CVN COLUMN: BOSSES BY BOSTROM
Article used with permission by Coastal View News. For the original article click here: https://www.coastalview.com/business/fall-in-love-with-reading-at-lantern-tree-books/article_14c62094-8f19-11ee-bb23-5745533c77ac.html
Louis Force Torres, owner of Carpinteria’s Lantern Tree Books, recently met up with CVN to discuss his life and dreams for his new shop at 892 Linden Ave. During the winter, the store is open Tuesday–Friday, 11 a.m. – 6 p.m.; Saturday–Sunday, 11 a.m. – 7 p.m.; and closed Monday.
CVN: Please describe a few bullet points from your life that led to opening Lantern Tree Books in Carpinteria.
Louis Force Torres: My whole family was full of wonderful and encouraging readers. As a teacher, my father would correct papers with a single light on. I could read anything in his office, as long as I was quiet and respectful of the books. It led me to learn and develop a respect for reading at a very early age.
I grew up in Solvang – it was life in a fantasy village – and I used to ride my bike to the Book Loft to buy books with my lawn-mowing money. And I loved the journey, and the reward of working, saving and then getting to read the next Redwall book, Mechwarrior or Star Wars novel.
I excelled in yearbook and leadership courses. I wrote my own comics and concepts for books. Everything was a story. So publishing, and then a bookstore space, were all sort of the natural flow of things. Stories need to be familiar enough to appeal to us on a human level, but unpredictable enough to be original and new.

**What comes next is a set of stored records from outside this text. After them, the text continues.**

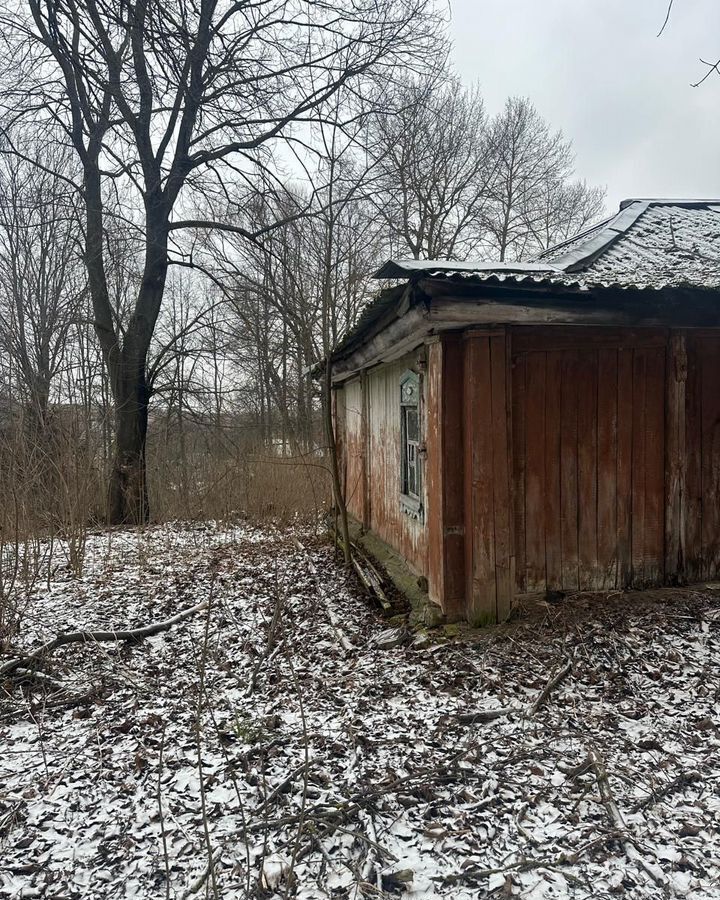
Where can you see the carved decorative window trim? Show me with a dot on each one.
(411, 447)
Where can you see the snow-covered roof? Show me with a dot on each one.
(647, 244)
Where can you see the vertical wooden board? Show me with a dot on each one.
(693, 464)
(638, 469)
(535, 566)
(569, 471)
(354, 449)
(366, 474)
(483, 599)
(519, 413)
(711, 458)
(675, 457)
(434, 473)
(502, 510)
(607, 468)
(587, 470)
(624, 466)
(468, 474)
(453, 436)
(552, 510)
(654, 549)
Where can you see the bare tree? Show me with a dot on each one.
(42, 283)
(532, 198)
(165, 102)
(432, 169)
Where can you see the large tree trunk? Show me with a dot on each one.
(127, 489)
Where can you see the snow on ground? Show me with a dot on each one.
(272, 736)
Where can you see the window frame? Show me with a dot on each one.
(411, 450)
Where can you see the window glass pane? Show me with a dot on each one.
(411, 424)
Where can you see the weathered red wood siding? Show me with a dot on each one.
(445, 474)
(588, 408)
(489, 556)
(386, 517)
(349, 424)
(702, 454)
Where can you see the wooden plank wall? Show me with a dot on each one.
(444, 477)
(702, 444)
(489, 557)
(349, 420)
(588, 411)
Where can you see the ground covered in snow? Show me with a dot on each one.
(269, 746)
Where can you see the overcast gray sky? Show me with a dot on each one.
(596, 69)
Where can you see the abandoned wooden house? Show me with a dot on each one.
(552, 425)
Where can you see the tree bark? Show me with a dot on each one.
(127, 489)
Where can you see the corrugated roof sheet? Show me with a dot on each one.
(648, 244)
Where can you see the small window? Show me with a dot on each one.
(410, 473)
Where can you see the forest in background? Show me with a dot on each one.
(268, 258)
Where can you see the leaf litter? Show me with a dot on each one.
(270, 747)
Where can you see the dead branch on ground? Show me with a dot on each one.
(90, 637)
(488, 715)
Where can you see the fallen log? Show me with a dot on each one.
(489, 715)
(617, 820)
(94, 637)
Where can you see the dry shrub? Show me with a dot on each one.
(247, 484)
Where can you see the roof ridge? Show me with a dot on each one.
(602, 239)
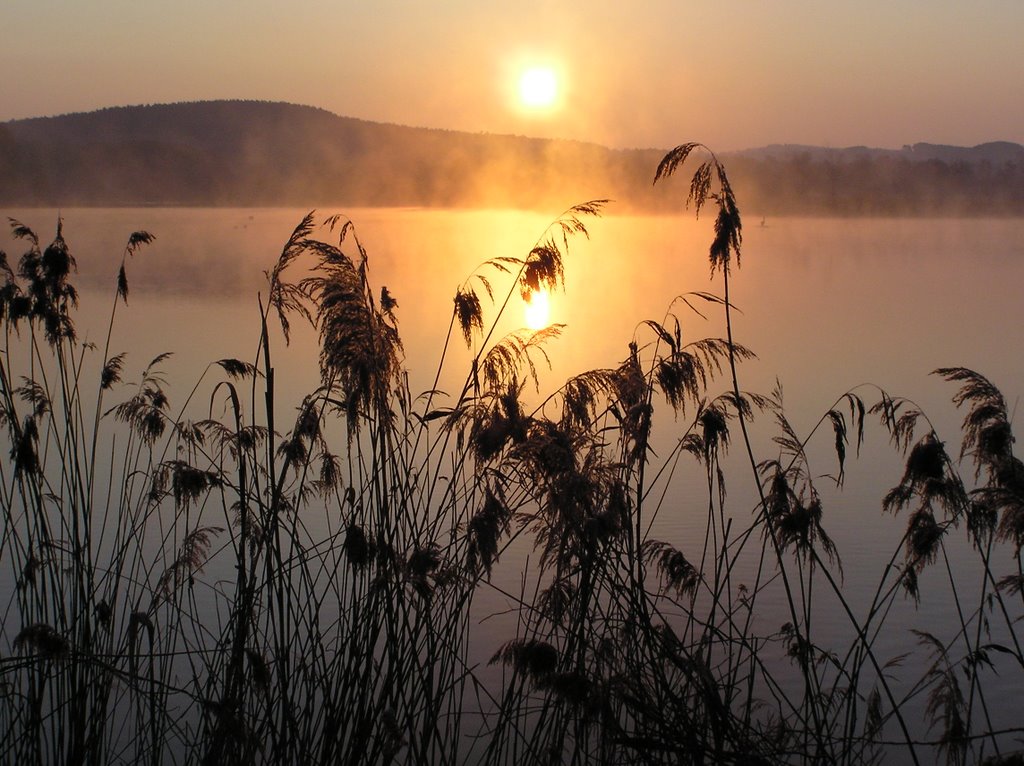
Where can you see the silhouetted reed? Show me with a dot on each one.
(261, 588)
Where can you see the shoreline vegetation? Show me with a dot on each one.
(253, 154)
(169, 600)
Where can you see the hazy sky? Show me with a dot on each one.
(881, 73)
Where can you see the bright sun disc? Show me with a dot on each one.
(538, 310)
(538, 87)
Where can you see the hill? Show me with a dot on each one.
(254, 154)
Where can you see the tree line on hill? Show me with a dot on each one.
(263, 154)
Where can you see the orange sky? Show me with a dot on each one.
(881, 74)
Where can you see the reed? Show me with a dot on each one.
(173, 597)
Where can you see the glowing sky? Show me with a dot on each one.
(743, 74)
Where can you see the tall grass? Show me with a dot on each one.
(174, 597)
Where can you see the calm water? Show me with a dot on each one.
(826, 304)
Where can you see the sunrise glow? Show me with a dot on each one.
(538, 312)
(539, 87)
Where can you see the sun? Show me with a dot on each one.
(539, 88)
(538, 312)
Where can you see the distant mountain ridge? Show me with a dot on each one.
(261, 153)
(994, 152)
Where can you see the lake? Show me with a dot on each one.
(827, 305)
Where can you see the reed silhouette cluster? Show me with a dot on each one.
(259, 586)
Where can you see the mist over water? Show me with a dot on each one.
(826, 304)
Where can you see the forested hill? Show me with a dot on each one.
(252, 153)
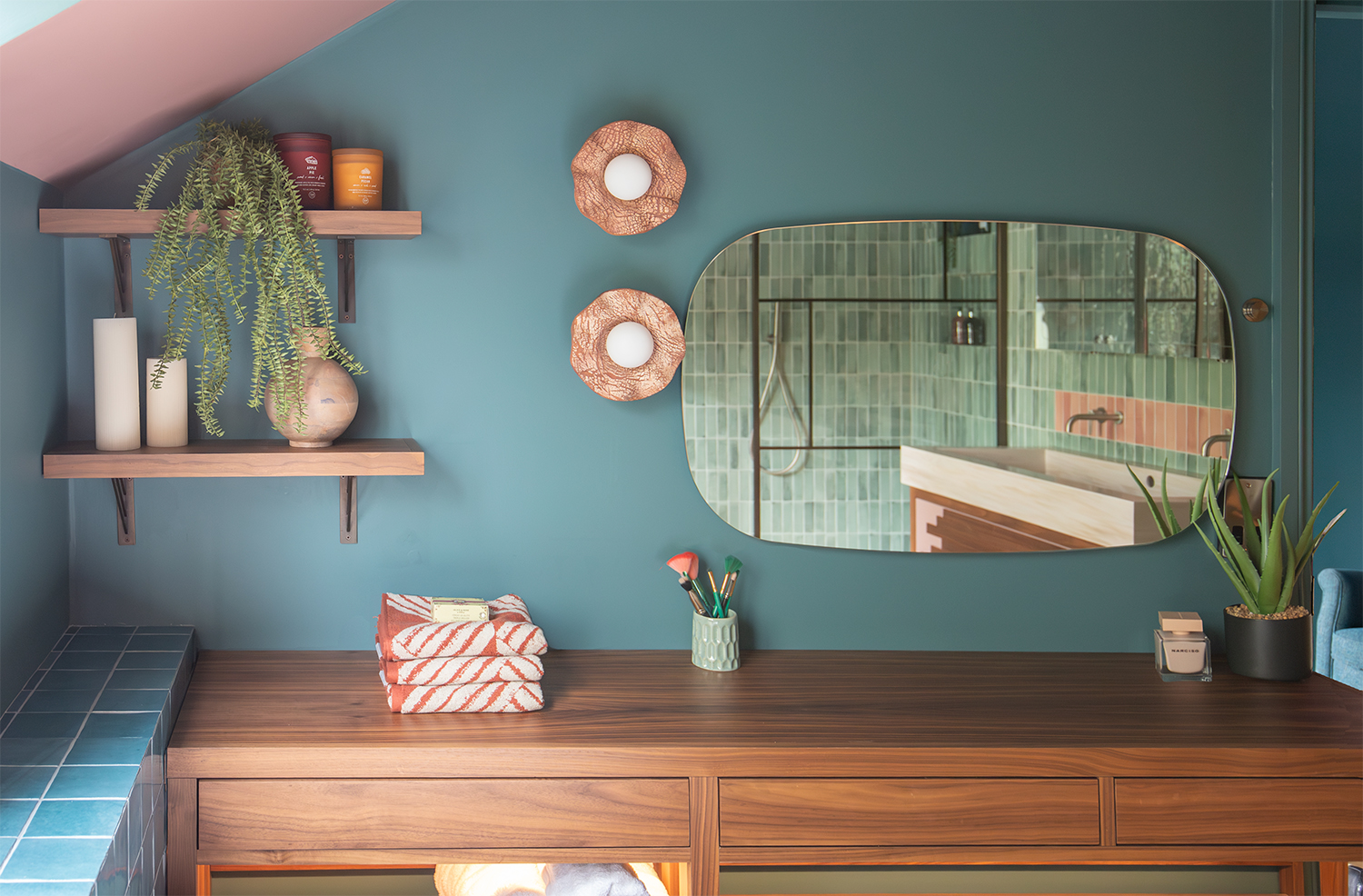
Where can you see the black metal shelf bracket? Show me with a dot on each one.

That is this story!
What is your vision for this space and its connection with the community?
I like to call Lantern Tree Books a literary community center. (It’s actually why I left the word store out of the name.)
It’s a space where stories can be found, and storytellers are welcome. Yes, we sell new books. We also sell rare and old books. We also encourage art, consult for publishing clients, curate and donate book boxes through my non-religious, non-profit, Bookchurch.org and encourage people to read. I like that people can learn about bookmaking and publishing simply by coming in and showing interest. I like that my authors, artists, proofers and designers can come to do their work for Polyverse Publishing in an active bookstore!

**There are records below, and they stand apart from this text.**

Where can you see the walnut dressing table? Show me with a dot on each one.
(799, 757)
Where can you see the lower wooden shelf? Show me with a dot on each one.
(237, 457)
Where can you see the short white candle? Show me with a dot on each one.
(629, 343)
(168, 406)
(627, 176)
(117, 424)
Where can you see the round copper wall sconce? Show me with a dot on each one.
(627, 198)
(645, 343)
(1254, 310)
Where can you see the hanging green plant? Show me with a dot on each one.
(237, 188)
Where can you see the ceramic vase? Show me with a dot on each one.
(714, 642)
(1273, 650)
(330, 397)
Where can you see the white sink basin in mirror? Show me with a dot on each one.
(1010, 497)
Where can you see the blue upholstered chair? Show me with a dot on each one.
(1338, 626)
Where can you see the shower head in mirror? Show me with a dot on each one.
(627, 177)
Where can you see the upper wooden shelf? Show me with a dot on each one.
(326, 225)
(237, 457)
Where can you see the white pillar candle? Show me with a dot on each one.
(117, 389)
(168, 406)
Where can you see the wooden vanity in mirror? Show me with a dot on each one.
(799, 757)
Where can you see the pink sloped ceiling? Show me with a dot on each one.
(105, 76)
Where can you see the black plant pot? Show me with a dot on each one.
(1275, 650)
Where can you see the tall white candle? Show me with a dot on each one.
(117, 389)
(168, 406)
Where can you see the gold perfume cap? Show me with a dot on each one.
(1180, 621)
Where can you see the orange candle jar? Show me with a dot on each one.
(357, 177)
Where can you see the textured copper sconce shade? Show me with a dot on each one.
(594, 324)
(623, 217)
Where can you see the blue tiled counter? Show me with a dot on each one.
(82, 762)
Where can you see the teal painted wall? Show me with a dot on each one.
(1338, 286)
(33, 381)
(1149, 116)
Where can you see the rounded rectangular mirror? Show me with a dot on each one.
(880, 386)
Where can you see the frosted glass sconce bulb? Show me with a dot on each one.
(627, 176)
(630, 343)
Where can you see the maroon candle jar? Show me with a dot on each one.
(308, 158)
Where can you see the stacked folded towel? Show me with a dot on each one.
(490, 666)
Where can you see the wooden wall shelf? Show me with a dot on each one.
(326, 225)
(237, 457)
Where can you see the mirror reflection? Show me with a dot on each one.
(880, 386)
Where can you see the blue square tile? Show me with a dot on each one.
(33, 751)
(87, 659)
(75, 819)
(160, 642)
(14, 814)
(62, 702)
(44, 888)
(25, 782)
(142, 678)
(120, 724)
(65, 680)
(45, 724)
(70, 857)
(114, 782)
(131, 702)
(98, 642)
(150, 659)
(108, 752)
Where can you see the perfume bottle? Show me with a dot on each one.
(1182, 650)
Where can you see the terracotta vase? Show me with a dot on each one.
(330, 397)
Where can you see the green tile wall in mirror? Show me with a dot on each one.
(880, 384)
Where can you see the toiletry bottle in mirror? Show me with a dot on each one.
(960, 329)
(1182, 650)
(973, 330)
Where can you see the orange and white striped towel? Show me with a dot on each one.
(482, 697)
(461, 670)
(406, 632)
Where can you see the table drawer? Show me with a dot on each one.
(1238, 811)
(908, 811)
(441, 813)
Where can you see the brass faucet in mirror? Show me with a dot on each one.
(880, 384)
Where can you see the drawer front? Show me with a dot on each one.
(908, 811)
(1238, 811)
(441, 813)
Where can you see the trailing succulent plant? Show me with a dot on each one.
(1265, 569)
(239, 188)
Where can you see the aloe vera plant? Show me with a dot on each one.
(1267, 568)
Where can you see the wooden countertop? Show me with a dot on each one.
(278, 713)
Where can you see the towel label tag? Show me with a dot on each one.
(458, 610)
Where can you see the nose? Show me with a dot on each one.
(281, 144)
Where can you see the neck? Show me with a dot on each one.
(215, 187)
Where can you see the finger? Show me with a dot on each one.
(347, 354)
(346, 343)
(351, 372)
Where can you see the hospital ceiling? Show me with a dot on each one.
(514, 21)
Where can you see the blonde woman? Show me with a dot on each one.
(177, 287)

My vision is to listen to the community – to understand what we all want to read, what we need to read and serve all the little nuanced interests that exist here.
Like a tide, we get visitors, we get families, we have seasons. I want Lantern Tree Books to change and provide books that interest people as the tide changes. Beach reads for campers during the summer, of course, but also a solid foundation of titles that I know Carpinteria likes, needs and wants all year round.

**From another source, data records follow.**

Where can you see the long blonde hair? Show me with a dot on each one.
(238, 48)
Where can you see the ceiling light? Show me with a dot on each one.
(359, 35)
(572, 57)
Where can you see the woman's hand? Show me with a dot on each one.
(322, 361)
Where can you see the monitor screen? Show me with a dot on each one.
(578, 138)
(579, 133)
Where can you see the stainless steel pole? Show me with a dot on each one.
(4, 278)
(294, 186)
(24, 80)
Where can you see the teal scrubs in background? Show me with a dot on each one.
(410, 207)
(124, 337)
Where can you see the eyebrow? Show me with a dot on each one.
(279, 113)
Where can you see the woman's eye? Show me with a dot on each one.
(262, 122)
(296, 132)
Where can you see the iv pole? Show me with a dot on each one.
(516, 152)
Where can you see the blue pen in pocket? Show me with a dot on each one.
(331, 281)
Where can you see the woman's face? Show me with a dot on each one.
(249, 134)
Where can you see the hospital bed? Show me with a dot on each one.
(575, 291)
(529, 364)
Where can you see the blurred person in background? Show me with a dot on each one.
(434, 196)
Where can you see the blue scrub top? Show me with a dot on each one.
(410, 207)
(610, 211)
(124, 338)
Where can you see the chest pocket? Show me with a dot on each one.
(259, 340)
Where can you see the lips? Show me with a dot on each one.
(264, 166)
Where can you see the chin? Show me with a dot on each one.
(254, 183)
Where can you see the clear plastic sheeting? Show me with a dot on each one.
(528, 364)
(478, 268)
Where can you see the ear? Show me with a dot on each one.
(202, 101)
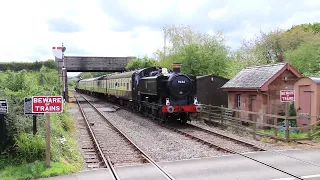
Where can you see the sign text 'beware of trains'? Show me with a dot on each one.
(47, 104)
(287, 95)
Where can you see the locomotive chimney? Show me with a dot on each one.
(176, 67)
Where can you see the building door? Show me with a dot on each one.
(304, 104)
(253, 106)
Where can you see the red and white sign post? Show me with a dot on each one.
(287, 96)
(47, 105)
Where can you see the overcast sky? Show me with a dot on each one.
(134, 27)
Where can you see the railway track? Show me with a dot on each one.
(209, 137)
(112, 145)
(192, 130)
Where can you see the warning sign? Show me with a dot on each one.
(47, 104)
(287, 95)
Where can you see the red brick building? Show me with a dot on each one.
(258, 88)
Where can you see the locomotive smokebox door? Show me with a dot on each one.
(176, 67)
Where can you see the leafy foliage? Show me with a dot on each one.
(306, 58)
(20, 146)
(199, 53)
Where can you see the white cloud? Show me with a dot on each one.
(25, 33)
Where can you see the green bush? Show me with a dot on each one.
(29, 147)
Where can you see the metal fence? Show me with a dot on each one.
(269, 125)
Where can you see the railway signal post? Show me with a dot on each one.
(3, 110)
(47, 104)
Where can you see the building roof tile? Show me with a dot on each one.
(254, 77)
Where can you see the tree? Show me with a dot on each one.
(305, 58)
(199, 53)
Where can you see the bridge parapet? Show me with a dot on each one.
(94, 64)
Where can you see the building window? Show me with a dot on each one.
(238, 100)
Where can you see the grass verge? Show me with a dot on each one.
(29, 162)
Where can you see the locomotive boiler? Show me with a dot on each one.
(157, 91)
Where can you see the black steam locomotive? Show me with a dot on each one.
(160, 92)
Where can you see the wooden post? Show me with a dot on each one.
(275, 130)
(47, 137)
(254, 126)
(34, 124)
(287, 122)
(309, 127)
(2, 129)
(221, 117)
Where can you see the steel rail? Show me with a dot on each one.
(253, 146)
(150, 160)
(220, 148)
(106, 160)
(227, 137)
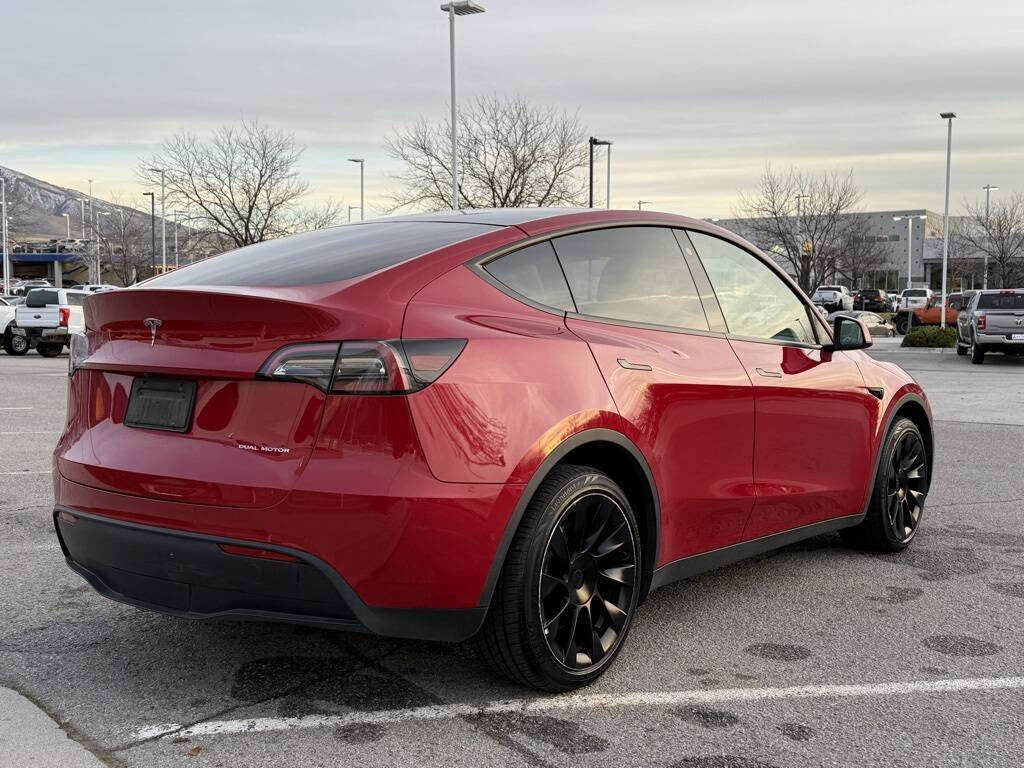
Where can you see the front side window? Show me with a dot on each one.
(534, 272)
(756, 302)
(633, 273)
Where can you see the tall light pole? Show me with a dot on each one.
(592, 142)
(459, 8)
(163, 217)
(3, 206)
(99, 271)
(153, 229)
(988, 188)
(361, 162)
(948, 117)
(909, 242)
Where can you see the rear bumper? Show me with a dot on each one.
(998, 340)
(188, 574)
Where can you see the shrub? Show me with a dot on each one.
(931, 336)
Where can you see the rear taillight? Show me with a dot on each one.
(392, 367)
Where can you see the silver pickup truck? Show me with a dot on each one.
(992, 322)
(45, 321)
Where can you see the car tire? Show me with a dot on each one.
(977, 353)
(15, 345)
(901, 485)
(49, 348)
(548, 619)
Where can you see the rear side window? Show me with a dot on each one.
(757, 303)
(323, 256)
(634, 273)
(534, 272)
(40, 297)
(1001, 301)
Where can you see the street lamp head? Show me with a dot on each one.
(463, 7)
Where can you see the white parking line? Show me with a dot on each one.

What is your take on banned and challenged books? Do you/will you carry them?
No book should be banned. Period.
Books don’t leap off a shelf and scream their message at you. (That is reserved for the screens at the gas station.) The person who picks the book up and reads it chooses to do so. If parents are worried their child is reading something they don’t approve of, then the fault lies in the parent… in not communicating with their child enough to know what they are reading in the first place.
Ultimately, you are responsible for what you read. You can learn from it or reject it. But reading materials should be available for all to read or not read. No book should be banned based on content.
We actually plan to have a banned books section, but that will come later. For now, we carry books of all kinds, and our research section offers opportunities to explore old and rare books as well.
Tough question: what’s your pick for the most impactful book?
Haha! I grew up being able to read very fast. And retain what I had read, so I have read (and re-read) thousands of books over my lifetime. Scenes and chapters have become almost undefinable between my years of growth as a reader and a person, and between the many stories and lives I have experienced through the pages.
I have never had this conversation with another person – or even really myself – but to me, what I have read are like moments. Moments where I learned something about myself, moments where I was introduced to a new concept, moments where I was afraid, moments where I was elated… There are moments that feel like old friends, and moments of surprise, though I may have read them over and over again.
There are many, many moments and I cannot choose one or even a few. But if someone wants to share their special book moments with me, I would love to hear them and tell them some of mine. And they know where to find me.
Enough about books… What else would you like to share about yourself and your interests?
Many things! To live in such a wonderful area – with so many opportunities for adventures, exploration, encounters with nature and things to show my wife and new son – makes me very happy.
I definitely want to help preserve the balance here in Carpinteria by encouraging independent ventures, such as restaurants and shops and places of learning and art like the Chrisman Center and the Alcazar. We want to help prevent being overrun by outside developers and corporations who simply seek to monetize the community (as they are often not a part of it in the first place).
All in all, Carpinteria has many stories, and many more to be told. We are very happy to be living here and finding new interests, groups and friends.